Contagion effects resulting from bankruptcy announcements have long been the focus of empirical analyses. The majority of the literature has examined bankruptcy of non-financial firms. In the banking industry, however, failure of a firm is different than for non-banks. Specifically, unlike any other industry, a failing bank can not be closed until regulators evaluate the situation for its impact on the safety and soundness of the financial system, arrange a purchaser of the bank’s assets and liabilities (or another liquidation method), and declare the bank closed. Additionally, before 1997 and the enactment of the Reigle-Neal Interstate Banking and Branching Efficiency Act, banks were not completely free to expand outside their local area. While many banks and their home states had regional reciprocity laws (banks could expand across state lines with neighboring states), complete nationwide expansion was virtually nonexistent. Thus, unlike failures in non-banking industries, a bank failure is more likely to have a direct impact on the performance of rival banks in the failing bank’s local area.

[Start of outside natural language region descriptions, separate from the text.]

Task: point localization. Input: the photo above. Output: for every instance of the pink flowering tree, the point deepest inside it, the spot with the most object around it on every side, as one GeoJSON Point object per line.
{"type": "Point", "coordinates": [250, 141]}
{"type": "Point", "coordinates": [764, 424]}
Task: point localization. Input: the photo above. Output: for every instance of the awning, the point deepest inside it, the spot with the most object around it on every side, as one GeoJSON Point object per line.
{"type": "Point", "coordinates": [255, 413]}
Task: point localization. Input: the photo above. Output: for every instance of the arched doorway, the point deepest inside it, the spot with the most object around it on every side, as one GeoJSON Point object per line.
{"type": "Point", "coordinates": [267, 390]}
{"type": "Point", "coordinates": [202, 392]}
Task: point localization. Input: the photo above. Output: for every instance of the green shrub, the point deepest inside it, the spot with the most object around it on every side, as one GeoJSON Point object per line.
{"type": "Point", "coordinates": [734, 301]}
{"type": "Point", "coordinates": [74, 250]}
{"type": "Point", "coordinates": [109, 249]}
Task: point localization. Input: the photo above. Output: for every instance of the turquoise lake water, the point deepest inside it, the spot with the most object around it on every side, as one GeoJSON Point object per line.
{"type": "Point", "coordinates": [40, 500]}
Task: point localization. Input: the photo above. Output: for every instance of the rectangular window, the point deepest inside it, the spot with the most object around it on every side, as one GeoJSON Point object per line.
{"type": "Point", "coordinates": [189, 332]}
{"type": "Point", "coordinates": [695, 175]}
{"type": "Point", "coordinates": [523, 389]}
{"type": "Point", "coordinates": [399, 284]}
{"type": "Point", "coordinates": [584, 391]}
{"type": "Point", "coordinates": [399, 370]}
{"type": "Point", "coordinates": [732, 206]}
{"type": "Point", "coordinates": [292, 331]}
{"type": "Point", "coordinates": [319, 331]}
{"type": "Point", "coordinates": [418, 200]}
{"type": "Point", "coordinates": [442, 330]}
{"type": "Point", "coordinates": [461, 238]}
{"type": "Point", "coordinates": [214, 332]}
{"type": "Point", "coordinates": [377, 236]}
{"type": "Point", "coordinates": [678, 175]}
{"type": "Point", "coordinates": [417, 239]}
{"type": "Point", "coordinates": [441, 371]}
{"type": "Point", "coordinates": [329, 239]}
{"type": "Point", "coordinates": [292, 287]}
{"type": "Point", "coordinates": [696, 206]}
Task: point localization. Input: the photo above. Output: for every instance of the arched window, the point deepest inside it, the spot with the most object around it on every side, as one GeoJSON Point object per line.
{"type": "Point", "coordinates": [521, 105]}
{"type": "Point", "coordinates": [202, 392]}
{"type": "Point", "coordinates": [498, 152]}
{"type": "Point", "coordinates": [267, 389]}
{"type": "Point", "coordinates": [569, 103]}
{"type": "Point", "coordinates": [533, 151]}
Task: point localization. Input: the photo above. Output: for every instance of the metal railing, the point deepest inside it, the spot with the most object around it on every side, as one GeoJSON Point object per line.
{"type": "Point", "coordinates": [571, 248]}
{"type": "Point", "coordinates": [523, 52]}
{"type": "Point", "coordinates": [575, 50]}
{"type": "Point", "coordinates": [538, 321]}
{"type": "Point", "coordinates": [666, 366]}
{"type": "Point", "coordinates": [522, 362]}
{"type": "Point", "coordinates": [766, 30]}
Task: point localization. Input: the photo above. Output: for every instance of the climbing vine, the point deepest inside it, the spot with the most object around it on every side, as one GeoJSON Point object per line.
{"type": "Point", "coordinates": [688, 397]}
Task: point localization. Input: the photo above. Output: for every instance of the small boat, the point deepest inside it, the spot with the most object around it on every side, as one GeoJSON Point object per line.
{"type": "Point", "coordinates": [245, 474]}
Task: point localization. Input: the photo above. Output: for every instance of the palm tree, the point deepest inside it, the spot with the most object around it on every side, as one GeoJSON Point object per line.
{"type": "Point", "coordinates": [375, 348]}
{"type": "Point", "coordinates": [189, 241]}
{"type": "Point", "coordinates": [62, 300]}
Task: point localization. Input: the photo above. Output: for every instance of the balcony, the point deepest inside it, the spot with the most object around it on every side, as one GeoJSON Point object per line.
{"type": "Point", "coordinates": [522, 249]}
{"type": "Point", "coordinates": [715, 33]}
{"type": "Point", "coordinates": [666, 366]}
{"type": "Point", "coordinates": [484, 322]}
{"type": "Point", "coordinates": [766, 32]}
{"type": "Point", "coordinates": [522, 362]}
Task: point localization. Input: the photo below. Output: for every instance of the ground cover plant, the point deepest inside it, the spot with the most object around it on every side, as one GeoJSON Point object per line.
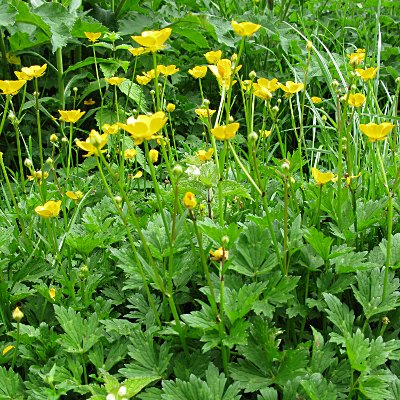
{"type": "Point", "coordinates": [199, 200]}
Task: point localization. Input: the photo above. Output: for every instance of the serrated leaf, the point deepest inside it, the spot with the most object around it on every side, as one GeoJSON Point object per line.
{"type": "Point", "coordinates": [7, 15]}
{"type": "Point", "coordinates": [11, 387]}
{"type": "Point", "coordinates": [369, 291]}
{"type": "Point", "coordinates": [339, 314]}
{"type": "Point", "coordinates": [320, 243]}
{"type": "Point", "coordinates": [250, 255]}
{"type": "Point", "coordinates": [317, 388]}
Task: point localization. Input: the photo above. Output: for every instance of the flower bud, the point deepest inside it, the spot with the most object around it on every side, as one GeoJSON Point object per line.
{"type": "Point", "coordinates": [252, 138]}
{"type": "Point", "coordinates": [118, 199]}
{"type": "Point", "coordinates": [170, 107]}
{"type": "Point", "coordinates": [252, 75]}
{"type": "Point", "coordinates": [17, 314]}
{"type": "Point", "coordinates": [335, 84]}
{"type": "Point", "coordinates": [225, 240]}
{"type": "Point", "coordinates": [177, 170]}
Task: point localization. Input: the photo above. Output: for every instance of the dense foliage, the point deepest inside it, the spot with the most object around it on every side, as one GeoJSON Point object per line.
{"type": "Point", "coordinates": [199, 200]}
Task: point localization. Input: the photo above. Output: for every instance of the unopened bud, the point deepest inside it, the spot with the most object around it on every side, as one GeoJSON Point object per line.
{"type": "Point", "coordinates": [17, 314]}
{"type": "Point", "coordinates": [225, 240]}
{"type": "Point", "coordinates": [252, 75]}
{"type": "Point", "coordinates": [252, 138]}
{"type": "Point", "coordinates": [118, 199]}
{"type": "Point", "coordinates": [177, 170]}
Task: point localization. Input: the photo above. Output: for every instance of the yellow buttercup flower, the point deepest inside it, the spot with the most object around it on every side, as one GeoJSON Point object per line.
{"type": "Point", "coordinates": [49, 209]}
{"type": "Point", "coordinates": [167, 70]}
{"type": "Point", "coordinates": [71, 116]}
{"type": "Point", "coordinates": [357, 57]}
{"type": "Point", "coordinates": [367, 74]}
{"type": "Point", "coordinates": [11, 87]}
{"type": "Point", "coordinates": [223, 72]}
{"type": "Point", "coordinates": [264, 133]}
{"type": "Point", "coordinates": [204, 112]}
{"type": "Point", "coordinates": [74, 195]}
{"type": "Point", "coordinates": [12, 59]}
{"type": "Point", "coordinates": [321, 177]}
{"type": "Point", "coordinates": [115, 80]}
{"type": "Point", "coordinates": [316, 100]}
{"type": "Point", "coordinates": [356, 99]}
{"type": "Point", "coordinates": [138, 175]}
{"type": "Point", "coordinates": [52, 293]}
{"type": "Point", "coordinates": [130, 153]}
{"type": "Point", "coordinates": [264, 88]}
{"type": "Point", "coordinates": [220, 254]}
{"type": "Point", "coordinates": [213, 57]}
{"type": "Point", "coordinates": [376, 132]}
{"type": "Point", "coordinates": [7, 349]}
{"type": "Point", "coordinates": [225, 132]}
{"type": "Point", "coordinates": [93, 144]}
{"type": "Point", "coordinates": [245, 28]}
{"type": "Point", "coordinates": [110, 129]}
{"type": "Point", "coordinates": [93, 36]}
{"type": "Point", "coordinates": [291, 87]}
{"type": "Point", "coordinates": [189, 200]}
{"type": "Point", "coordinates": [142, 79]}
{"type": "Point", "coordinates": [198, 72]}
{"type": "Point", "coordinates": [137, 51]}
{"type": "Point", "coordinates": [153, 154]}
{"type": "Point", "coordinates": [170, 107]}
{"type": "Point", "coordinates": [17, 314]}
{"type": "Point", "coordinates": [89, 102]}
{"type": "Point", "coordinates": [28, 73]}
{"type": "Point", "coordinates": [153, 40]}
{"type": "Point", "coordinates": [144, 127]}
{"type": "Point", "coordinates": [204, 155]}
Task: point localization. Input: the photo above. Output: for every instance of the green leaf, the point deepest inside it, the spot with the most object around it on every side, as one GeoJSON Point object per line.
{"type": "Point", "coordinates": [133, 91]}
{"type": "Point", "coordinates": [317, 387]}
{"type": "Point", "coordinates": [11, 387]}
{"type": "Point", "coordinates": [268, 394]}
{"type": "Point", "coordinates": [250, 255]}
{"type": "Point", "coordinates": [149, 359]}
{"type": "Point", "coordinates": [7, 14]}
{"type": "Point", "coordinates": [239, 303]}
{"type": "Point", "coordinates": [60, 22]}
{"type": "Point", "coordinates": [375, 386]}
{"type": "Point", "coordinates": [357, 348]}
{"type": "Point", "coordinates": [339, 314]}
{"type": "Point", "coordinates": [320, 243]}
{"type": "Point", "coordinates": [80, 334]}
{"type": "Point", "coordinates": [369, 292]}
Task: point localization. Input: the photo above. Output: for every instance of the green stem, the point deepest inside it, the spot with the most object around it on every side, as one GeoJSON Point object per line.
{"type": "Point", "coordinates": [5, 111]}
{"type": "Point", "coordinates": [60, 78]}
{"type": "Point", "coordinates": [132, 243]}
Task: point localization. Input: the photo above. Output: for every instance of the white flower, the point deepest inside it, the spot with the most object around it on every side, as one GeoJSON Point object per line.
{"type": "Point", "coordinates": [193, 171]}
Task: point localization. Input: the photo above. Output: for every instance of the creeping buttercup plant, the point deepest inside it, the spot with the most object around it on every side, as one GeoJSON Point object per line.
{"type": "Point", "coordinates": [199, 200]}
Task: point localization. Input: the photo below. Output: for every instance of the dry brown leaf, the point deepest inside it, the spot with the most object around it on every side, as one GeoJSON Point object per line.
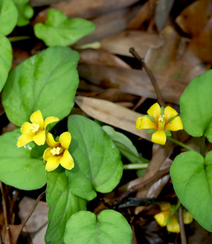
{"type": "Point", "coordinates": [172, 61]}
{"type": "Point", "coordinates": [110, 94]}
{"type": "Point", "coordinates": [109, 24]}
{"type": "Point", "coordinates": [196, 20]}
{"type": "Point", "coordinates": [101, 57]}
{"type": "Point", "coordinates": [131, 81]}
{"type": "Point", "coordinates": [111, 114]}
{"type": "Point", "coordinates": [121, 42]}
{"type": "Point", "coordinates": [144, 15]}
{"type": "Point", "coordinates": [88, 9]}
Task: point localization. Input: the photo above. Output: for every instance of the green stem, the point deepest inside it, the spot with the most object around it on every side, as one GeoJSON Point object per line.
{"type": "Point", "coordinates": [202, 146]}
{"type": "Point", "coordinates": [180, 143]}
{"type": "Point", "coordinates": [135, 166]}
{"type": "Point", "coordinates": [18, 38]}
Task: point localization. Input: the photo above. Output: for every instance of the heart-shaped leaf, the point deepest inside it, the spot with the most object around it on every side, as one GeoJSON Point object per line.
{"type": "Point", "coordinates": [21, 167]}
{"type": "Point", "coordinates": [5, 59]}
{"type": "Point", "coordinates": [98, 165]}
{"type": "Point", "coordinates": [46, 81]}
{"type": "Point", "coordinates": [191, 175]}
{"type": "Point", "coordinates": [59, 30]}
{"type": "Point", "coordinates": [109, 227]}
{"type": "Point", "coordinates": [62, 204]}
{"type": "Point", "coordinates": [8, 16]}
{"type": "Point", "coordinates": [195, 105]}
{"type": "Point", "coordinates": [25, 12]}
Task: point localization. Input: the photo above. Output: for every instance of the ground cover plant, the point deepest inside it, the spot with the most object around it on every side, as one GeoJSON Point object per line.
{"type": "Point", "coordinates": [106, 117]}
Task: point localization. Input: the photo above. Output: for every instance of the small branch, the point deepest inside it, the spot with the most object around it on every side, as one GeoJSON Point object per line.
{"type": "Point", "coordinates": [151, 76]}
{"type": "Point", "coordinates": [5, 213]}
{"type": "Point", "coordinates": [182, 229]}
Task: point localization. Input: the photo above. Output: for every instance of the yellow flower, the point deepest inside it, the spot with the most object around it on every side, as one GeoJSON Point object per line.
{"type": "Point", "coordinates": [161, 120]}
{"type": "Point", "coordinates": [36, 130]}
{"type": "Point", "coordinates": [173, 224]}
{"type": "Point", "coordinates": [57, 153]}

In an attempt to clarify the nature of bank failure related contagion on U.S. banks, Aharony and Swary (1996) examine information-based elements of bank failures using large bank failures occurring in the southwest U.S. in the 1980s. They find that the closer the rival bank is to the failing bank the stronger the contagion effect; the larger the rival bank the stronger the contagion effect; and the higher the rival banks’ leverage the more negative the impact. They conclude that regional bank failures should send a “red flag” to regulators indicating additional banks in the region may be problematic.
Akhigbe and Madura (2001) further address the cross-sectional variation of contagion effects as well as the risk shifts that are associated with announced bank failures. Their findings suggest that contagion effects are stronger when the failing bank is a multibank holding company, is large, or is publicly held. They further suggest that contagion is heightened when the surviving rival bank is relatively small and when its capital levels are relatively low. They also find that the contagion effect decreases after the passage of the Financial Institutions Reform Recovery and Enforcement Act (FIRREA) of 1989.

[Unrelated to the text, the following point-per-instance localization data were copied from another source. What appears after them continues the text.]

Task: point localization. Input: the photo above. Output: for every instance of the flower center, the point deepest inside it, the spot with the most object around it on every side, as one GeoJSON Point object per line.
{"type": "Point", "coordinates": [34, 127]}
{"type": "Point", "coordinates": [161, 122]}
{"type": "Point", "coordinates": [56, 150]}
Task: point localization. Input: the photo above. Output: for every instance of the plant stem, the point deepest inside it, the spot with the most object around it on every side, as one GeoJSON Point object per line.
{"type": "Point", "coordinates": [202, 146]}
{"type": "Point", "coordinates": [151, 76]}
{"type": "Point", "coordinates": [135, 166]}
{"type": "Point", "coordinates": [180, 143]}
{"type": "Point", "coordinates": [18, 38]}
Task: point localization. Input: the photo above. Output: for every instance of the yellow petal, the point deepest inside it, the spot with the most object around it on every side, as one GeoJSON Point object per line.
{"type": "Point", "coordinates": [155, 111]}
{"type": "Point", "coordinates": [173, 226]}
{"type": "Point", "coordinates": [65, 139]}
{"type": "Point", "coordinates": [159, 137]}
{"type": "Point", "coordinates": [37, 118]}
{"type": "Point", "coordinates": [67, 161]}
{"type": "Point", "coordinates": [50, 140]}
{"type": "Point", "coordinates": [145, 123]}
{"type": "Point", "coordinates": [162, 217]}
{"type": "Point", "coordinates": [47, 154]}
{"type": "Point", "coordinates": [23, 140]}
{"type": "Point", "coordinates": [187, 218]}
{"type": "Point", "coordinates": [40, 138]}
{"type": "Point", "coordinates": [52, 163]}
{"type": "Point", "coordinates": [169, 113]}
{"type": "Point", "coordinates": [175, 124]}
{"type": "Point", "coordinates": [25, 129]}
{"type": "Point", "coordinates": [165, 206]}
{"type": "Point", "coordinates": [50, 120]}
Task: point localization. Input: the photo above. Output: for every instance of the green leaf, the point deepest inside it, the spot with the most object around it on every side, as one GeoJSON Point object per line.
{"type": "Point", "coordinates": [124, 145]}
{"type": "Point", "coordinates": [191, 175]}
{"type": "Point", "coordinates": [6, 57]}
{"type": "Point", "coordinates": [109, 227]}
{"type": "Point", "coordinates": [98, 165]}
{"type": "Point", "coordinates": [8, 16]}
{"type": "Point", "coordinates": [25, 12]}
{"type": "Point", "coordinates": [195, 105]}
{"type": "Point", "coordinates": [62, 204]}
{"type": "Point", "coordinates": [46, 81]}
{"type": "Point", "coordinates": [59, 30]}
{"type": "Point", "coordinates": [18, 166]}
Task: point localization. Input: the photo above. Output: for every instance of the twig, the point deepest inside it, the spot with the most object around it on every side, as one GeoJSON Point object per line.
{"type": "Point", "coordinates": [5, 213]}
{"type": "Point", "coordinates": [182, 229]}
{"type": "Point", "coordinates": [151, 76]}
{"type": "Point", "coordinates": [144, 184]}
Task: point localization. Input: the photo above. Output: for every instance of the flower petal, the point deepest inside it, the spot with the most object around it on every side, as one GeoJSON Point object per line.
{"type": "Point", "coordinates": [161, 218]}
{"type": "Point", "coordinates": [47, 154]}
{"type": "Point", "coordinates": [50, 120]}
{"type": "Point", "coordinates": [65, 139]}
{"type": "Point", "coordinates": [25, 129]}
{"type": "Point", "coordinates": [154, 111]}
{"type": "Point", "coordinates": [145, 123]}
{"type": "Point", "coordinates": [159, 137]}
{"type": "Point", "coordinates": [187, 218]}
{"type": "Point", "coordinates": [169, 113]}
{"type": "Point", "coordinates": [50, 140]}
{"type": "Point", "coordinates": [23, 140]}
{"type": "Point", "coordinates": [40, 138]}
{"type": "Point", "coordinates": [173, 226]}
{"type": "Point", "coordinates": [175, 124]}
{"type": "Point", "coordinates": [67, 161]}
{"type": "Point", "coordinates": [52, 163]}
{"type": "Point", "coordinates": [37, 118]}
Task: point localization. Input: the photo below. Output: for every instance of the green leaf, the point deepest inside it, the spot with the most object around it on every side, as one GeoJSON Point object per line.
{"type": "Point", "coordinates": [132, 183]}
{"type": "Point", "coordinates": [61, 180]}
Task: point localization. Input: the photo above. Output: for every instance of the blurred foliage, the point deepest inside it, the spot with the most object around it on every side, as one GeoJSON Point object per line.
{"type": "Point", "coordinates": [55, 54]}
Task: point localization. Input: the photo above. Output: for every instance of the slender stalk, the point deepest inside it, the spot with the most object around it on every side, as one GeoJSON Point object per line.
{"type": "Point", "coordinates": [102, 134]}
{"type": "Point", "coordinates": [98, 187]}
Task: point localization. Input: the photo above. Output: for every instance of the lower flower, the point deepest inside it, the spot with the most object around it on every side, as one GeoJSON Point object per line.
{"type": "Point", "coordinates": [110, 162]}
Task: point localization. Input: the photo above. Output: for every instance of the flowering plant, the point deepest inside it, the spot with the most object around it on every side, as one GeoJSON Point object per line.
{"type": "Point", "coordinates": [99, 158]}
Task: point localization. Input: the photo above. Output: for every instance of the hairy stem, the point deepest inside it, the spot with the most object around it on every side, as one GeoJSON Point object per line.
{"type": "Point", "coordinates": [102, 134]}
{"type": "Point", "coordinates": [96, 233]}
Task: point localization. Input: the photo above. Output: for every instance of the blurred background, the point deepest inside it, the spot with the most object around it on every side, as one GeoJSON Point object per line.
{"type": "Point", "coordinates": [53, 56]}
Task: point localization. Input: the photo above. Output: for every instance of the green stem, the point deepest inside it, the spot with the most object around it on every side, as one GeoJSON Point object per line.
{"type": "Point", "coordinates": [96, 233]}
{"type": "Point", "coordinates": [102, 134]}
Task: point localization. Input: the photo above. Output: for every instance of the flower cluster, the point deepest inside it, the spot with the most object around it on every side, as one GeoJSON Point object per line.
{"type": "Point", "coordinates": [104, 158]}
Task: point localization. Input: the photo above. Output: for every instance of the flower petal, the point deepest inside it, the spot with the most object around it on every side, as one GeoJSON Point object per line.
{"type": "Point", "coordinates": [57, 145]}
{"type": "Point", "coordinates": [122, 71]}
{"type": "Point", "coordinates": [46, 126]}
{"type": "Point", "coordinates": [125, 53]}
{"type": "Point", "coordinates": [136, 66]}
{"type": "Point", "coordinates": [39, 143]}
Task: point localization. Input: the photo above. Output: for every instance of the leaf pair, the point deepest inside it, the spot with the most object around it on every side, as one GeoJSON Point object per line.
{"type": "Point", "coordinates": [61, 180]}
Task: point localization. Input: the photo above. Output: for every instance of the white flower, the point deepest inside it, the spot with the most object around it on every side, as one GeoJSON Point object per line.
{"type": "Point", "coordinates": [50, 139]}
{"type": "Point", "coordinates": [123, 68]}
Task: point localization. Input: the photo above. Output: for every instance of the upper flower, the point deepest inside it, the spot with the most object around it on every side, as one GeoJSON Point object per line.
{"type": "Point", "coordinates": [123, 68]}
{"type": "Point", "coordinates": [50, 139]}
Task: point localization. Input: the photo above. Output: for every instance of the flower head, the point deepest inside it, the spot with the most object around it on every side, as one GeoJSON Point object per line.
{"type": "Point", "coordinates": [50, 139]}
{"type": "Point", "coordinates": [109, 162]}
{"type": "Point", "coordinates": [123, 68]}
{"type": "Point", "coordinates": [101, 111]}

In assessing the effects of closure policies on surviving banks, Davies and McManus (1991) conclude that increasing closure levels may have unintended consequences. Depending on the bank, increases in closure levels by regulators may increase or decrease asset risk for otherwise healthy banks. Similarly, increasing closure levels can potentially increase or decrease the level of leverage desired by managers and/or owners. Garcia (1995) examines the FDIC Improvement Act (FDICIA) and its mandatory closure rule. He shows how the mood of regulators can change dramatically through time. While forbearance was encouraged after the Competitive Equality Banking Act (CEBA) of 1987, it was explicitly discouraged after the passage of FDICIA. Although the Prompt Corrective Action (PCA) clause of FDICIA did mandate closure of certain distressed institutions, regulators were not completely stripped of their ability to impose sanctions at their discretion. Thus, the strength of the signal that regulators send by closing a bank varies depending on the regulatory environment.
Existing research finds that bank failures result in industry-wide shocks in the short run. However, no study has cross-sectionally examined the long-term implications of bank failures on rival banks. While a short run analysis of bank failures allows for the evaluation of investor’s expectations of future performance changes for rival banks around a bank failure, long-term analysis of rival banks allows for the evaluation of actual changes in performance around a bank failure. As regulators set policy regarding the evaluation of a bank failure for its impact on the safety and soundness of the financial system, actual changes in the long-term operating performance of surviving banks around a bank failure rather than expectations of future performance changes by investors are most relevant.